Ich kann aus 14 Monaten Erfahrung sprechen und sagen, dass die CC-Nabe "Dirty Flea" wirklich 1a arbeitet, trotz Belastung von 4X, Dirt, Street, Freeride. Die Lager laufen immer noch rund und auch sonst keine Verschleißerscheinungen. Das hat wohl auch Ringlé erkannt und die Nabe auf die "normalen" Dirt/Street Maße umgebaut, dadurch lässt sich das Mehrgewicht (Dirty Flea - VR 173g HR 285g) erklären.

new ride lite member

Hallo an euch alle, ich bin der Mike, komme aus Moers und werde das Ride Lite-Team im Bereich des Dirtjumps vertreten.
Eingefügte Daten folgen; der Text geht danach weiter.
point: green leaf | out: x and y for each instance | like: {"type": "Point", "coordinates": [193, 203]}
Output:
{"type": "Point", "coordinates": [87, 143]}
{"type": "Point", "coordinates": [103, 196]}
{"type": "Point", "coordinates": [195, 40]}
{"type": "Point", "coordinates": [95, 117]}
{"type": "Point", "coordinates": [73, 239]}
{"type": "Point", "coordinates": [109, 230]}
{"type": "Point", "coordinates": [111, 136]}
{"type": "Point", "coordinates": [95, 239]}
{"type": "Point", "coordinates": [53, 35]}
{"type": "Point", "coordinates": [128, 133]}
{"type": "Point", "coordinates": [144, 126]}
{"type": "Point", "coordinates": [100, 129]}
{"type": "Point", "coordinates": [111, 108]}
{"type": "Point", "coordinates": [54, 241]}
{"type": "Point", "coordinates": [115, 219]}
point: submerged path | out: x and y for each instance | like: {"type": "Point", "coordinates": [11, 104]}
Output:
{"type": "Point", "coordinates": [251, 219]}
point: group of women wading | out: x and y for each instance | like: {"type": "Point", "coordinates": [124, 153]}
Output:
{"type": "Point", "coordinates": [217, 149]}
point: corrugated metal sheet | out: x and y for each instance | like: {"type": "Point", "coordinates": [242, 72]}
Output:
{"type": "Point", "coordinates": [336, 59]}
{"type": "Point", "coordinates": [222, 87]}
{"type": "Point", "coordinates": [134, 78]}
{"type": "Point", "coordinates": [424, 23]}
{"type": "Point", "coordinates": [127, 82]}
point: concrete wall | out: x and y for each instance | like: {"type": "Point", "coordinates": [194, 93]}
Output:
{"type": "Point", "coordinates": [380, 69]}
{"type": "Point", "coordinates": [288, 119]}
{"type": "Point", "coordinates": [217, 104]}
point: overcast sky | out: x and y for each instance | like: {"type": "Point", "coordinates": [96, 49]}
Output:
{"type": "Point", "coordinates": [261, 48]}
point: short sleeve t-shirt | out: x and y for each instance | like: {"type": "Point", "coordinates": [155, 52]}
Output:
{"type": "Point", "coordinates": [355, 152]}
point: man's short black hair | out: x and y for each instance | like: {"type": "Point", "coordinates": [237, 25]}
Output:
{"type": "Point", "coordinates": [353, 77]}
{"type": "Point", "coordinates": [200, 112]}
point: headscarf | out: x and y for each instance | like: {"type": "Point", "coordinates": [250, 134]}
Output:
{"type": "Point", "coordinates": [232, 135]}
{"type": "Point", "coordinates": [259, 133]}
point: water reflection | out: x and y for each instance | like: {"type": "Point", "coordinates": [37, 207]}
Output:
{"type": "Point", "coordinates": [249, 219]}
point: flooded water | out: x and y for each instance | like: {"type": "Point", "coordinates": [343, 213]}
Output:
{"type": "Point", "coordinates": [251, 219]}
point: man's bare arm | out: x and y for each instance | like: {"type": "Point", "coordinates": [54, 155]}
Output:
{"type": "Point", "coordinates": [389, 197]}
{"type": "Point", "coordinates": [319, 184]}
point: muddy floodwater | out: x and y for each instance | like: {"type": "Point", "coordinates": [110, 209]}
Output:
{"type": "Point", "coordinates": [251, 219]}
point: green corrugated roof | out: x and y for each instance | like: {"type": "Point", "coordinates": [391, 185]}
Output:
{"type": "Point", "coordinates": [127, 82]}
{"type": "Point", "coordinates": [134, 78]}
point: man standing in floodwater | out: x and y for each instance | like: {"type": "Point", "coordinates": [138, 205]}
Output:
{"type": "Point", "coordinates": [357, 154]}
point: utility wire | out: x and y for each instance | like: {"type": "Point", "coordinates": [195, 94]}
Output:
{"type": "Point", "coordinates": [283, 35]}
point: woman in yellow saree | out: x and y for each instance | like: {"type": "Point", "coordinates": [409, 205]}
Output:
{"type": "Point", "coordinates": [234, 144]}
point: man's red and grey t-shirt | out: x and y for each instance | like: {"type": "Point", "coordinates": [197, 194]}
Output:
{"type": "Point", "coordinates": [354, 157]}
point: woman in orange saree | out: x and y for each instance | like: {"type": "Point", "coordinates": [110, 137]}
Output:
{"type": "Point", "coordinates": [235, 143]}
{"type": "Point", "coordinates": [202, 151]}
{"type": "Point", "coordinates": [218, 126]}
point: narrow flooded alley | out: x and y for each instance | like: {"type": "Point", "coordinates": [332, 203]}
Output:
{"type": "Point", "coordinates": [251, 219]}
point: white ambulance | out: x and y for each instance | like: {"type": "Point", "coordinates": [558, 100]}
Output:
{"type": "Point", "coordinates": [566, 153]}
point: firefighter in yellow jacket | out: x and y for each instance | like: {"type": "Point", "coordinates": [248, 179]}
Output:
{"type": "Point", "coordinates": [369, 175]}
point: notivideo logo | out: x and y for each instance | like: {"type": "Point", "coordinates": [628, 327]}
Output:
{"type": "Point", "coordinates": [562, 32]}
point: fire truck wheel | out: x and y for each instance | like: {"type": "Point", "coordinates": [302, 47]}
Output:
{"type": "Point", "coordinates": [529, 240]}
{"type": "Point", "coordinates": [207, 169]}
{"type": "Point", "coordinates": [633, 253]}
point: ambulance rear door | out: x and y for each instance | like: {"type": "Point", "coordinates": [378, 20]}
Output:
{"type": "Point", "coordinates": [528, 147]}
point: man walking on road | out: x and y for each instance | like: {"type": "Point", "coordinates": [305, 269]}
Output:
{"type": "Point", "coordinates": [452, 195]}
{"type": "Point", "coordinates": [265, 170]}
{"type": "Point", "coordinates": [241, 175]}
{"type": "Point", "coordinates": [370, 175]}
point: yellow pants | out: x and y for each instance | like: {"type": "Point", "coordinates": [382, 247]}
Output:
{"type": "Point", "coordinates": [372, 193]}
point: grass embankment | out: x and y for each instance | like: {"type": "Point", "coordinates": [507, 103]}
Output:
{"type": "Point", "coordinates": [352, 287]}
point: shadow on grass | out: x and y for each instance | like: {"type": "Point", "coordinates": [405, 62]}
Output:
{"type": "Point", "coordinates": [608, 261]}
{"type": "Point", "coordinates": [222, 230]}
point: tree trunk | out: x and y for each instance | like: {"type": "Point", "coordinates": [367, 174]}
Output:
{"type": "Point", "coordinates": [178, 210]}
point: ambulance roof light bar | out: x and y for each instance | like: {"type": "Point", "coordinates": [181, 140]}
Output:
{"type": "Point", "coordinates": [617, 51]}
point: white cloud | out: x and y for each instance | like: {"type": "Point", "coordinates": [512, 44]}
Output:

Ich bin 19 Jahre jung und fahre im Prinzip nur Trails und wenns sein muss auch mal Park. Ich finde ein Fahrrad sagt immer viel über seinen Fahrer aus, deshalb bekommt ihr jetzt einfach ein Photo und eine Partlist zu meinem Rad, um mich mal näher kennen zulernen.



Rahmen: Blkmrkt Riot custom paint
Gabel: Marzocchi Dirt Jumper 1 2003 umgebaut
Steuersatz: FSA Impact
Vorbau: Blkmrkt Underboss
Lenker: Blkmrkt BadaBing 71,5 cm
Griffe: Demolition Team
Bremse: Trickstuff Quad Carbon
Barends: Factory of Madness
Kurbeln: Khe Hindenburgt ti
Kettenblatt: WTP Stereo 28t
Kette: KMC koolchain light
Pedalen: Nox Snapper
Sattelklemme: Spank aufgebohrt
Sattelstütze: Revell 4,5 cm und gelöchert
Sattel: Shadow
Laufrad vorn: Mavic ex721 32h / atomlab aircorp 20mm
Laufrad hinten: Mavic ex721 36h / 24/7 supercross / singlespeed kit 12t
Reifen: kenda npj / schwalbe TableTop

12kg



Montag, 2. Juli 2007

Last SSP



Die Gewichtsfetischisten berichten von der neuen Last SingleSpeed Nabe. 400g inklusive Schrauben und Driver sind eine echte Kampfansage an die Konkurrenz. 36 und 32 Loch sind geplant. Einen echten Nachweis für die Gewichtsangabe gibt es aber noch nicht.
Wer leichter sein möchte und dazu noch eine einstellbare Kettenlinie bevorzugt, kann mit der Hope Pro II mit Bolt-In System, einem NG-Sports Konverter und einem 12er Point Ritzel Gewicht sparen.
Ansonsten darf man gespannt sein auf die Seriennabe, denn ein Driver bietet natürlich die Option kleinere Ritzel zu fahren.


Get The Stuff:

Hope Nabe

Konverter

Ritzel

Sonntag, 1. Juli 2007

And the Winner is.....




..... das 16,9 kg leichte Lappierre Dh. Sven wird sich freuen und erhält ein exklusives RideLite shirt von uns. Herzlichen Glückwunsch!!!!